R: Recognize your feeling in the moment. Put a name to the feeling if you can. This reduces the power associated with the feeling.
A: Allow the feeling to be there. Don't try to change it. Just acknowledge it. It is just a feeling. It might be uncomfortable but it is not you. It will pass. It will not
stay forever.
I: Investigate the feeling, with kindness. Where is it in your body? How is it making your body feel? What is it making you think? Be a detective and investigate the situation caused by the feeling, but do it kindly. Don't criticize. 

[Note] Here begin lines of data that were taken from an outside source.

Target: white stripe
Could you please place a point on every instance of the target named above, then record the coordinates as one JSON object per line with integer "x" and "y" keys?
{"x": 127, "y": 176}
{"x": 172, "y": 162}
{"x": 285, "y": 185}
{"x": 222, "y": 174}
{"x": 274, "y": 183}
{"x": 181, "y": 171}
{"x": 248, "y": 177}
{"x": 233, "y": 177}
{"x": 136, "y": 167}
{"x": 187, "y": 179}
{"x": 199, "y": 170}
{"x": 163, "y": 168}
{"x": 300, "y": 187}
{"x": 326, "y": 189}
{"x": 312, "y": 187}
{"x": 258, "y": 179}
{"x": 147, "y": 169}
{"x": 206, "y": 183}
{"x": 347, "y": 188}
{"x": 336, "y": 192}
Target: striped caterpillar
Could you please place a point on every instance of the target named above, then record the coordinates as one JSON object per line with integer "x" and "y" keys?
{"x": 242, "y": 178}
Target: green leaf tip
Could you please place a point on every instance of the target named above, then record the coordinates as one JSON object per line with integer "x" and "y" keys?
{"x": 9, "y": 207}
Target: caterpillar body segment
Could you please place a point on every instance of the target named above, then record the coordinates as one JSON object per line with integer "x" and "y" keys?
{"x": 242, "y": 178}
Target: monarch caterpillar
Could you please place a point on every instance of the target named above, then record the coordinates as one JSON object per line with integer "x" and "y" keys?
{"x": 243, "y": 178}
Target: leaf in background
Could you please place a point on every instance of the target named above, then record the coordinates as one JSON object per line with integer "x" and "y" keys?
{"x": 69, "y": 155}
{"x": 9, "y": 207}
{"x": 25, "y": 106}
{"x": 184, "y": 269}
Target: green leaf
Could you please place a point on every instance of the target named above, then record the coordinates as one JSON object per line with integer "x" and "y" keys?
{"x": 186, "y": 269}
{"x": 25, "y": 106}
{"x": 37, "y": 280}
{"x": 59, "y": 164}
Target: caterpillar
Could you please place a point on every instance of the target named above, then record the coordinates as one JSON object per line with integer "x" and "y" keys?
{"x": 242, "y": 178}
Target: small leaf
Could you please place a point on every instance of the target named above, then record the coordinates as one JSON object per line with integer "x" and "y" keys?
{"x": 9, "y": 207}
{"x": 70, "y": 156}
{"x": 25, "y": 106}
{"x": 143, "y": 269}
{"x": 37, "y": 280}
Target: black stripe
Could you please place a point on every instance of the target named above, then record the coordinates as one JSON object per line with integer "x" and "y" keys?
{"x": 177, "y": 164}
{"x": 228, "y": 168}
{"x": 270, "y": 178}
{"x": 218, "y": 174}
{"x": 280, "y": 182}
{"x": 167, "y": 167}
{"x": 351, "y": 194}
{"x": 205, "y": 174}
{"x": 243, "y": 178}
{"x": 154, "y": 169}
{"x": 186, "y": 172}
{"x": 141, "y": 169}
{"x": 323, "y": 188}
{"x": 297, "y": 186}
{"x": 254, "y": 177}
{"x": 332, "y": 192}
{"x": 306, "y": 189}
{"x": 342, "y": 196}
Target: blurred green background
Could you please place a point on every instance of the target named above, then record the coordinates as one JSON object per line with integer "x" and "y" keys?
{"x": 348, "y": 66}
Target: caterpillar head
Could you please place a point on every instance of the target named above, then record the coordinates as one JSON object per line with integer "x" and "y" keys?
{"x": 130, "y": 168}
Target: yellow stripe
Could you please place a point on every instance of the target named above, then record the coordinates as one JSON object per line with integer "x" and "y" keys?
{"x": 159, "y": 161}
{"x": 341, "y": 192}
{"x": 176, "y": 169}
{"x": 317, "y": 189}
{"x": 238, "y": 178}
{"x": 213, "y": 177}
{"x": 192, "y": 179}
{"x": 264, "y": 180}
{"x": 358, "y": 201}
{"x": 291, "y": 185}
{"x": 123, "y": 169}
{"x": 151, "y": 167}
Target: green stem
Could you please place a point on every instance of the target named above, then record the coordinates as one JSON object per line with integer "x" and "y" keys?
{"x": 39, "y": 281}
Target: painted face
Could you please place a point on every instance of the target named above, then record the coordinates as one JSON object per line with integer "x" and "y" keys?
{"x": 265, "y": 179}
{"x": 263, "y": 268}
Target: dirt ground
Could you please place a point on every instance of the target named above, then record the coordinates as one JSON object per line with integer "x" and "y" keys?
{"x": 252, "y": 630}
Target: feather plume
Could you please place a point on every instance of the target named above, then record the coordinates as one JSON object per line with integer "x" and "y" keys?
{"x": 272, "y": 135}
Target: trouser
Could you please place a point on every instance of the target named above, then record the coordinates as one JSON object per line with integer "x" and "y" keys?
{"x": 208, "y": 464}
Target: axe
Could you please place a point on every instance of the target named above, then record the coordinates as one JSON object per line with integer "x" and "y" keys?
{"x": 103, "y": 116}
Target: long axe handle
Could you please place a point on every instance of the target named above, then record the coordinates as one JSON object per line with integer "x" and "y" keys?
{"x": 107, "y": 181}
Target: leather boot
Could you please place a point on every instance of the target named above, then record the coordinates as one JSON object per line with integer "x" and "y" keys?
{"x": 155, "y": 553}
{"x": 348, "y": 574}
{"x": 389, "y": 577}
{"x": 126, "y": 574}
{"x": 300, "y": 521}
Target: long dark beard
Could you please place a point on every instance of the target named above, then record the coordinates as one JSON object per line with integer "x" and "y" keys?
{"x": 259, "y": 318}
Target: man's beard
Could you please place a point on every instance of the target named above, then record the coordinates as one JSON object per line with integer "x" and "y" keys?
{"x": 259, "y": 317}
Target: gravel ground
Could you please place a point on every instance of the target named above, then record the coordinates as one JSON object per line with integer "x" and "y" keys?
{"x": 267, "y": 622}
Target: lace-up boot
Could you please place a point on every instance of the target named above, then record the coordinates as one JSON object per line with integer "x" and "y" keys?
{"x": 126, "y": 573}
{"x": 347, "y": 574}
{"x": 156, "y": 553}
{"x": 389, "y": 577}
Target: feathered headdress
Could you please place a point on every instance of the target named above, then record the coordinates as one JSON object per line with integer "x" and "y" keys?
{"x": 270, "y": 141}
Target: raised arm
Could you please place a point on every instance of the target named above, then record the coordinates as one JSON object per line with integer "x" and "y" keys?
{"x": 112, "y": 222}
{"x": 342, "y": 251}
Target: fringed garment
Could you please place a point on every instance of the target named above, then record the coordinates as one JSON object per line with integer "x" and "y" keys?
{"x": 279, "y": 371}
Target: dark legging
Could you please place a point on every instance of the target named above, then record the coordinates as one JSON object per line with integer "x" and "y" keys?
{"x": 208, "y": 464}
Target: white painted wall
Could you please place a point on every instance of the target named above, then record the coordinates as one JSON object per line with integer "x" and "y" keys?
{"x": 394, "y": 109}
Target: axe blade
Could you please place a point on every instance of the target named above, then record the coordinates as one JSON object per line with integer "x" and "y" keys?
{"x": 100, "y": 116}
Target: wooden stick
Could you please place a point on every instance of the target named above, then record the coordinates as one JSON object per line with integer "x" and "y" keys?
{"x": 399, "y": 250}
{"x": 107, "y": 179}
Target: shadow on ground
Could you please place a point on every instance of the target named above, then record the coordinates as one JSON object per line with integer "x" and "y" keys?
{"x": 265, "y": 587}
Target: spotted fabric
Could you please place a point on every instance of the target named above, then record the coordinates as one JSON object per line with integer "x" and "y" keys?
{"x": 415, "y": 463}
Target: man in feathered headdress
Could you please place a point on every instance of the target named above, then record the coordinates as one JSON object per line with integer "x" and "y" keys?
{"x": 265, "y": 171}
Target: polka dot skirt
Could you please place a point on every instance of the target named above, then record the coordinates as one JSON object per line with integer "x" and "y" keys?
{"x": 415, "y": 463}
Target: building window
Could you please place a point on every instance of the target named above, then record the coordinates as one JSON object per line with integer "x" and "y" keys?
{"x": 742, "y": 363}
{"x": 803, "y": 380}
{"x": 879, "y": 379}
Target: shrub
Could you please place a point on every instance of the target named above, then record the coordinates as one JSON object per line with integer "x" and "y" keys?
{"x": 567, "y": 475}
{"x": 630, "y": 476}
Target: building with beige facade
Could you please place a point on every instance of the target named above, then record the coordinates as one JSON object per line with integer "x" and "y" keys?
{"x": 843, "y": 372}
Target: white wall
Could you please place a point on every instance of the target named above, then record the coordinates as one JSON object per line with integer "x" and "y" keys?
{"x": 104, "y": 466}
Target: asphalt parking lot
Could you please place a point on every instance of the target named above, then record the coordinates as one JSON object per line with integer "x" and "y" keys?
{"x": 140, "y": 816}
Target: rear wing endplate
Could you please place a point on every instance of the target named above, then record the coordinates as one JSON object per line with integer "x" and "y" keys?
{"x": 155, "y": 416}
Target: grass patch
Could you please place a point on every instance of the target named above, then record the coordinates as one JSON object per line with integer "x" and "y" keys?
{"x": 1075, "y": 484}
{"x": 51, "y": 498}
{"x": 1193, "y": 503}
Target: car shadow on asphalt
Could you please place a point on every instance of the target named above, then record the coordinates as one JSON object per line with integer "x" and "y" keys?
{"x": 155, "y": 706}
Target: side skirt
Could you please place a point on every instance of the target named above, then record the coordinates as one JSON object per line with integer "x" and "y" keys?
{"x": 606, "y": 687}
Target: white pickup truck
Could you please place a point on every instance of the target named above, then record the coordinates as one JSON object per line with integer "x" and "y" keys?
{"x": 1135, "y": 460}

N:NON-Identification. This is just a feeling. It might not be a nice feeling but neither is it you. It is just a feeling that will go away. It might come back but it will go away again. It is not you. Do not hold onto it, thinking that you are the feeling. You are not. It is like the fish in the pond, the clouds in the sky, the apples on the tree. They are part of the whole but they are not the whole. Feelings are part of you but they are not you! Instead of saying, "I am sad", you could say "I feel sad." Instead of "I am mad", say, "I feel mad." Your emotions are just feelings. 

You will have many feelings in a day and certainly in your lifetime. You may need to do this exercise over and over again. 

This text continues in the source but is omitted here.